Springfield Armory Ships Garrison Target 1911 in .45 ACP—Reviewer Breaks Training Habit
Springfield Armory sent a new Garrison Target 1911 to Combat Handguns for evaluation. The reviewer, accustomed to 9mm platforms, chose the .45 ACP version instead of defaulting to habit. The decision proved worthwhile—the gun performed well enough at distance to justify the cartridge swap and challenged the tester's comfort zone during live-fire evaluation.
Key Details
- Gun: Springfield Armory Garrison Target 1911
- Calibers offered: .45 ACP and 9mm
- Test platform: .45 ACP version
- Purpose: Precision and competition shooting platform
- Notable feature: Designed to push shooters beyond standard carry-gun comfort
Why It Matters for Gun Owners
The 1911 remains the gold standard for single-action shooters who compete or run advanced training.
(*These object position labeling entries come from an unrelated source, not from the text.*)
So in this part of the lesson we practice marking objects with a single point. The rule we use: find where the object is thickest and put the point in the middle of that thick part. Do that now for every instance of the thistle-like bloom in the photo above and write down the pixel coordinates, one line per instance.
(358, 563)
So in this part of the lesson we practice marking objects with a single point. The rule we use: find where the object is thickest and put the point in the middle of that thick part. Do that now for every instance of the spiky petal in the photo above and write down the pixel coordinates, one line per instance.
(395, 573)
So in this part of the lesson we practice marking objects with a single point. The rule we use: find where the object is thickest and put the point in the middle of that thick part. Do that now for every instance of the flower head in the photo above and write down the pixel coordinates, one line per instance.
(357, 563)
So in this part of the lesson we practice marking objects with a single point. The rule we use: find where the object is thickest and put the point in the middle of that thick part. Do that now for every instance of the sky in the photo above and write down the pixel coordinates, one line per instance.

Springfield's Garrison Target bridges the gap between duty carry and match gun—it handles both roles without compromise. For .45 ACP loyalists, this release confirms the platform still moves forward in the precision market, even as 9mm dominates modern carry discussions. Shooters in any state can use this gun for competition, training, or home defense. The key point: if you've spent years with 9mm, this gun forces you to reconsider why—recoil control and target transitions demand respect with a full-size, full-power cartridge.
DownRange Analysis
Springfield's strategy here is sound. The 1911 market splits between budget carry guns and serious competition builds. The Garrison Target sits in the precision lane, which means quality machining, tight tolerances, and shootable ergonomics from day one. A reviewer willing to abandon comfort-zone ammo suggests the gun earned it through performance, not marketing. That's credibility. For buyers: expect higher price than standard A1 clones, but lower cost than full custom builds. The .45 ACP choice signals this gun wants to compete against 10mm and custom 38 Super platforms where precision matters more than magazine capacity. That's a valid lane. Worth a range trip if you're serious about 1911s.